While German business has largely backed the pandemic response, frustration boiled over after authorities last week baulked at laying out a plan to unwind closures of hotels, restaurants and most stores. Hard-hit firms have also accused the government of botching aid payments and causing unnecessary delays in distributing the cash.
“The despair is growing, and it’s increasingly leading to anger,” Guido Zoellick, head of the German hotel and restaurant association, said after the meeting.
Outside Altmaier’s ministry, a group representing young entrepreneurs gathered in central Berlin to call for “courageous decisions” to reopen the country.
The so-called hardship fund is designed as a backstop for cases where other programs don’t work properly, Altmaier said. In such instances, states can use their financial muscle to help foster fairer distribution of aid.
“Very good talks” are ongoing with the finance ministry, he said, adding that results could be announced within coming days. “We are determined to keep adjusting the aid measures to the evolving situation,” Altmaier said.
While Merkel and state premiers agreed to loosen restrictions on schools and hairdressers, next steps were made more difficult because of concerns about fast-spreading variants.
Starting March 7, non-essential stores will be allowed to resume operations only if the local seven-day incidence rate doesn’t exceed 35 for at least three consecutive days. The previous target for easing curbs was 50 infections per 100,000 people over seven days.
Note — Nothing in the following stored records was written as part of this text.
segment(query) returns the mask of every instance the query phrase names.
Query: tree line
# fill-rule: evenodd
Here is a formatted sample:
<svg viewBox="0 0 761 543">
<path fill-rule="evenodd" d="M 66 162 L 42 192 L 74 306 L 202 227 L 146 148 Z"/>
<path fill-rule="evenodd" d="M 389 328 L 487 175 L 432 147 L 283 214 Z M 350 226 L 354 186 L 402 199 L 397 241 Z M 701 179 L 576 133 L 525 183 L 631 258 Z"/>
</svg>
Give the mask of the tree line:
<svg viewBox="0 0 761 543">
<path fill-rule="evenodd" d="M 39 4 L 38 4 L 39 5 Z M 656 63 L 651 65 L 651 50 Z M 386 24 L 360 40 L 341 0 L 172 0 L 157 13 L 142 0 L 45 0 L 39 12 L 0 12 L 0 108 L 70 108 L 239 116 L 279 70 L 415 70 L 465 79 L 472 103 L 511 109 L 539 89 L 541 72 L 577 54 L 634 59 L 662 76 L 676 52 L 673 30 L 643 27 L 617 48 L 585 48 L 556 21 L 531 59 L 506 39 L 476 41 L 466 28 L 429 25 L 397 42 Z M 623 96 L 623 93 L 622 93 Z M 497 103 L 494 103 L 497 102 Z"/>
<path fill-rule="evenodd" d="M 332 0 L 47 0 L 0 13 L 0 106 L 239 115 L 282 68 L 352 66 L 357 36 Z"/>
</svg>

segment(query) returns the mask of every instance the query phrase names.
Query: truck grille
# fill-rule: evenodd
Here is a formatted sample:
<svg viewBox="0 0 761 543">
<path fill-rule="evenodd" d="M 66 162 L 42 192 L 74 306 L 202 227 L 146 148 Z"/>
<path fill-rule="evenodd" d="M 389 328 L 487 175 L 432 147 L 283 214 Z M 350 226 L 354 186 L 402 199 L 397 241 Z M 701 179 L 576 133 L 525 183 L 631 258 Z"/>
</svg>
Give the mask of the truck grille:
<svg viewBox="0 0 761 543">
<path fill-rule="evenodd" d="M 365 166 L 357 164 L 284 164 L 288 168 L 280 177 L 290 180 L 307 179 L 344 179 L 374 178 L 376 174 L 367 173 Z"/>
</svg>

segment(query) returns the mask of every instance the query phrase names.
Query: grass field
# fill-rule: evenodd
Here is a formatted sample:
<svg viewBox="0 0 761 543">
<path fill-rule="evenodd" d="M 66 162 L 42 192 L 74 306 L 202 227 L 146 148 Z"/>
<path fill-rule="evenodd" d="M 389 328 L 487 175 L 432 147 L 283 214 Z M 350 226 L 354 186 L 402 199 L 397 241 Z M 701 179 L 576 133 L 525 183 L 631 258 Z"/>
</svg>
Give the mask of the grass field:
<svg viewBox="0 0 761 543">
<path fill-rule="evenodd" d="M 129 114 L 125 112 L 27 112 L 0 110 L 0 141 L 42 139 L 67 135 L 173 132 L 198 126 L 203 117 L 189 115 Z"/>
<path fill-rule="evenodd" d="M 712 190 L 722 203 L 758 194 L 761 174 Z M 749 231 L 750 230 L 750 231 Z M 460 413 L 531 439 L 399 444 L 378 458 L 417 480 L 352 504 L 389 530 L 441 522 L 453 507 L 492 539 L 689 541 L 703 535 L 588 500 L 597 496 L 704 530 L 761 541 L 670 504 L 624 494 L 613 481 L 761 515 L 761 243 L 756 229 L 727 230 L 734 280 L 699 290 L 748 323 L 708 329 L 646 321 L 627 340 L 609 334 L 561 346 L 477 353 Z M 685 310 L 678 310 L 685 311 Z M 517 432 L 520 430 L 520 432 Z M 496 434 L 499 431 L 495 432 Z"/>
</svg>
Meanwhile, no plan was put in place to reopen restaurants, hotels and leisure facilities.
“From our point of view, after the long lockdown phase, the measures are neither differentiated, appropriate nor proportionate,” Josef Sanktjohanser, head of Germany’s retail association. “In addition to the lack of opening perspectives, many retailers despair that the aid will pass them by.”
In further evidence of the economic impact of the pandemic, data published yesterday showed that the number of German manufacturing jobs fell by 2.2% last year. It was the first annual decline since 2010, when the financial crisis was reverberating across Europe and the country’s industrial workforce shrank by 2.4%.
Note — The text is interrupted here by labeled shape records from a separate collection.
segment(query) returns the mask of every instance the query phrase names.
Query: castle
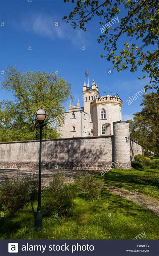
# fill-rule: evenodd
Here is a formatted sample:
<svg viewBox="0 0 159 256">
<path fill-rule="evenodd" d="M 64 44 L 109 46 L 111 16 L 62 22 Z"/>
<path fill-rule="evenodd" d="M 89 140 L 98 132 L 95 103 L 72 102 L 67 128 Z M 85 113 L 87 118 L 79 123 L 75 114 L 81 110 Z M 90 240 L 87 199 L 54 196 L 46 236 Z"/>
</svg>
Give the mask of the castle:
<svg viewBox="0 0 159 256">
<path fill-rule="evenodd" d="M 43 140 L 42 168 L 104 174 L 112 167 L 131 168 L 134 156 L 144 152 L 142 145 L 130 139 L 129 122 L 121 121 L 121 100 L 116 93 L 100 93 L 94 80 L 90 87 L 85 82 L 82 92 L 84 107 L 80 108 L 79 101 L 76 106 L 70 102 L 64 124 L 57 123 L 62 137 Z M 39 143 L 0 143 L 0 168 L 38 168 Z"/>
<path fill-rule="evenodd" d="M 57 131 L 62 138 L 109 135 L 113 134 L 113 123 L 121 121 L 122 102 L 116 93 L 99 93 L 93 79 L 91 86 L 85 81 L 82 91 L 84 106 L 70 102 L 64 124 L 57 122 Z"/>
</svg>

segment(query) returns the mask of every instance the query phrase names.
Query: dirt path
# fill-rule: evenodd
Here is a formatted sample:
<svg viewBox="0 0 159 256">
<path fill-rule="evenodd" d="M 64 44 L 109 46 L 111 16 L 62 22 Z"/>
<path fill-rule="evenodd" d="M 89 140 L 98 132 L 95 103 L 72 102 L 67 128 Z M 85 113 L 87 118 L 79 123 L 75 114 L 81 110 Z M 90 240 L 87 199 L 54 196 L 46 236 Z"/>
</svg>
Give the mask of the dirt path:
<svg viewBox="0 0 159 256">
<path fill-rule="evenodd" d="M 155 214 L 159 216 L 159 200 L 156 197 L 112 186 L 109 187 L 108 189 L 113 194 L 132 200 L 140 205 L 151 210 Z"/>
</svg>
“We expect a near 3% contraction in 1Q. Substantial fiscal and liquidity support is still in place and as a vaccine becomes available we expect Germany’s economy to rebound swiftly from mid-2Q,” said Bloomberg economists Jamie Rush and Maeva Cousin.
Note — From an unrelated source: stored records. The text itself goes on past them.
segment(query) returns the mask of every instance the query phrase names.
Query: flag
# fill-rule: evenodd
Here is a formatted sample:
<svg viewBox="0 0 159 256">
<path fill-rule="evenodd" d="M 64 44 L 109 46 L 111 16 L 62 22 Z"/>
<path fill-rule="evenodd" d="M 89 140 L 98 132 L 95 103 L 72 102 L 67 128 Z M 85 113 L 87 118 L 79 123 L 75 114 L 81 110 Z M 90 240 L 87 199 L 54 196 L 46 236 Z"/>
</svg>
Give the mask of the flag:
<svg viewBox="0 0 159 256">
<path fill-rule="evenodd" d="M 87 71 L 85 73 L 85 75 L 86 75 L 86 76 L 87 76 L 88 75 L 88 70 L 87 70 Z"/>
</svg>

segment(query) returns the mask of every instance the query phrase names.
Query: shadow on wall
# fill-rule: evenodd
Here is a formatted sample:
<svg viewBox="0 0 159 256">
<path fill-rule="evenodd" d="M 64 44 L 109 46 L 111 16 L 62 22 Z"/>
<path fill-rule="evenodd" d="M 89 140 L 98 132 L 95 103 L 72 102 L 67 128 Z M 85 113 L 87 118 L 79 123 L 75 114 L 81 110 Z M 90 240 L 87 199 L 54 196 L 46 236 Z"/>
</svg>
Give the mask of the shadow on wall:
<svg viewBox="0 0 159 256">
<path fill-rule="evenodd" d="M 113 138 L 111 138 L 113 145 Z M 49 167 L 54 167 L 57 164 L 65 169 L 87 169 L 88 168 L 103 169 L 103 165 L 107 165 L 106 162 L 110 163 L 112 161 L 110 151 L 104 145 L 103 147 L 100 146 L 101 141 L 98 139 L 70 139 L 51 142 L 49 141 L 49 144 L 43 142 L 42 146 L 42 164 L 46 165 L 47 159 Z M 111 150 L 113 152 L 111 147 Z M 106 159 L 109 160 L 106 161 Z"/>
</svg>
Lockdown tensions threaten to undermine confidence and spur a political backlash ahead of September elections. Merkel’s Christian Democrats have yet to decide on a candidate to run to succeed her, while Finance Minister Olaf Scholz, who is leading the ticket for the Social Democrats, has increasingly shifted into campaign mode.
CDU chief Armin Laschet – one of the leading contenders to become the conservative bloc’s chancellor candidate – took a swipe at Merkel’s approach, saying too much was dependent on the incidence rate. “You can’t keep inventing new limits” to prevent life from returning to normal, he told a party event, according to the Bild newspaper.
Delays in financial aid have stoked further discontent. Many firms were pushed to the brink as they waited until this month for support to offset the impact of lockdown measures introduced in November.
The holdup stemmed from last-minute requests from industry groups – including the reimbursement for perishable seasonal goods – but the money is flowing now. Latest figures show that €6.1bn ($7.4bn) have been paid out – €1bn more than a week ago, Altmaier said.
Despite the growing criticism, the long-time member of Merkel’s cabinet pleaded for understanding, saying policy makers have to strike a responsible balance between reactivating the economy and preventing another surge in Covid-19 cases.
“The economy can’t flourish if we get a third wave of infections,” he said in an interview with ARD television before the talks. “So everything must be geared toward an opening of the economy that at the same time avoids the kind of dramatic situation we have seen in countries around us.”